Sur le plan des avantages, ce type de moteur permet l'utilisation de carburants peu raffinés (type fioul[1],[2] ou autres, comme les huiles végétales ou d'origine animale), tout en délivrant un meilleur rendement que les moteurs Diesel[3]. Par contre, par leur sensibilité aux variations possibles des cycles de combustion, les moteurs à pistons libres sont difficiles à contrôler et donc susceptibles de faibles performances. Ils sont de plus très bruyants[4],[2].

Première génération[modifier | modifier le code]

En 1864, l'ingénieur britannique Francis Herbert Wenham (en) brevète un moteur à piston libre[5] et, en janvier 1907, la compagnie française Michelin brevète un compresseur d'air à pistons libres[6]. Dans les années 1930, le moteur à pistons libres moderne est développé en Europe par l'Argentin Raoul Pateras Pescara et par la firme allemande Junkers ; une des premières applications est une locomotive de 200 ch dans laquelle on a remplacé en 1936 la chaudière par deux auto-compresseurs Pescara qui fournissent de l'air comprimé à la même pression que la vapeur, qui varie entre 12 et 18 bar (1.8 MPa).

La première génération de moteurs à pistons libres était du type à deux pistons opposés, dans laquelle les deux pistons sont reliés pour assurer un mouvement symétrique.

Compresseurs[modifier | modifier le code]

La première application réussie du moteur à piston libre est le compresseur d'air.

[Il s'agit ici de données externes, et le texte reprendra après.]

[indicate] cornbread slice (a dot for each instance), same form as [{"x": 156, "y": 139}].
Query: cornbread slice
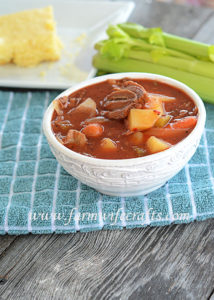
[{"x": 29, "y": 37}]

Des cylindres de compression d'air sont couplés aux pistons en mouvement, certains moteurs utilisant l'air restant dans les cylindres de compression pour repousser le piston, éliminant le besoin d'un dispositif de rebond.

Des compresseurs d’air à pistons libres Junkers ont été utilisés dans la marine allemande dès la Seconde Guerre mondiale sur des destroyers (pour produire l'air comprimé nécessaire au lancement de torpilles)[7], et à bord de sous-marins, pour réajuster les réserves d'air en surface[8]. Ces moteurs avaient un haut rendement pour un encombrement réduit.

Générateurs de gaz[modifier | modifier le code]

Schéma de fonctionnement d'un générateur de gaz à pistons libres Pescara avec sa turbine à gaz

Après le succès du compresseur d'air à pistons libres, plusieurs groupes de recherche industrielle commencent à développer des générateurs de gaz à pistons libres, le gaz ainsi produit faisant fonctionner une turbine. À la fin des années 1940, les constructeurs automobiles américains General Motors et Ford développent des prototypes de moteurs destinés à propulser leurs véhicules.

Un grand nombre de générateurs de gaz à pistons libres sont mis au point et trouvent de nombreuses applications sur terre (principalement des centrales électriques) et sur mer (navires). Des essais sont également menés en France pour la propulsion de locomotives : en 1952, Renault construit un prototype (040 GA 1) doté d'un générateur Sigma-Pescara (Société industrielle générale de mécanique appliquée) d'environ 1 000 ch faisant tourner une turbine à gaz, cette locomotive roulera jusqu'en 1960. Deux autres prototypes sont construits par Renault en 1959 et 1961, les 060 GA 1 et 2[2]. La machine est rapidement surnommée « La Boum Boum » pour son bruit puissant et caractéristique et l'explosion de vitres dans les gares traversées[9] ; les pannes sont nombreuses[9] et le projet abandonné en 1963[10].

De 1953 à 1956, la Marine nationale française met en chantier une série de 37 dragueurs de mines dont 21 sont propulsés par des générateurs de gaz à pistons libres Sigma-Pescara accouplés à deux turbines à gaz développant au total 2 000 ch. Ils sont tellement bruyants lors du démarrage à froid (car il faut garder les purges de balayage ouvertes assez longtemps), qu’ils ont la réputation de « réveiller tout Cherbourg » mais aussi d'être très pénibles aux oreilles des mécaniciens de quart. Peu fiables mécaniquement[11], ils seront placés en complément de mobilisation, sous cocon, à partir de 1970, les derniers en 1981. Par ailleurs, un aviso-escorteur de la marine française, le Commandant Bory[12], est équipé de tels moteurs en 1956 pour évaluation, contre l'avis de l'état-major[13]. Le projet est un échec total[11],[14],[15] : mis en service en 1964, soit six ans après sa mise en cale, sa remotorisation est décidée en 1971. L'Amiral Antoine Sanguinetti raconte que durant la traversée qui ramène le Bory en 1972 de l'océan Indien vers la France pour y être équipé de moteurs Diesel traditionnels, le navire subira pas moins de 675 arrêts intempestifs de ses moteurs Pescara[13].

En 1956, General Motors présente au public la XP-500, première automobile au monde motorisée par un moteur à pistons libres[16], un prototype fonctionnel mais sans lendemains. Le moteur alimentait une turbine qui produisait 250 ch.

Applications modernes[modifier | modifier le code]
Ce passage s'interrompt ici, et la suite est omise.